History of Modern France
The Third French Republic 1870-1940. Part 12
20 April 2022
Henri Matisse, The Sword Swallower (Jazz sheet 13), 1947
Modern Masters after the War: Picasso, Matisse, Braque & Léger
with Chris Boïcos
The immediate post-war period witnessed the emergence on both sides of the Atlantic of a new generation of rebellious abstract painters, like Pollock or Dubuffet, who considered pre-war modern art irrelevant to the concerns of a world traumatized by war. Modern art had to reinvent itself by going back to ground zero.

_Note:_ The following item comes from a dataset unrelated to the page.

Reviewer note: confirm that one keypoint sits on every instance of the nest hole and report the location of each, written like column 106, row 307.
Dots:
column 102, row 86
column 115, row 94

The artists who had made their reputations as far back as the beginning of the century could not renounce their own history and techniques as easily as the new artists. Yet each, in his own way, responded to the era by adapting their style and their themes to the new historical environment. Though considered old in 1944 – Matisse was 75, Picasso and Léger 63, Braque 62 – these established masters nevertheless produced some of their freshest and most vital work at what for all, but Picasso, was the end of their career.
Our presentation will examine how the Matisse cut-outs, Picasso’s Women of Algiers, Léger’s Constructors or Braque’s Studios and Birds establish a profound dialogue between past and present, within their own career, but also between the post-war world and the artist’s visions of the history of art and civilization.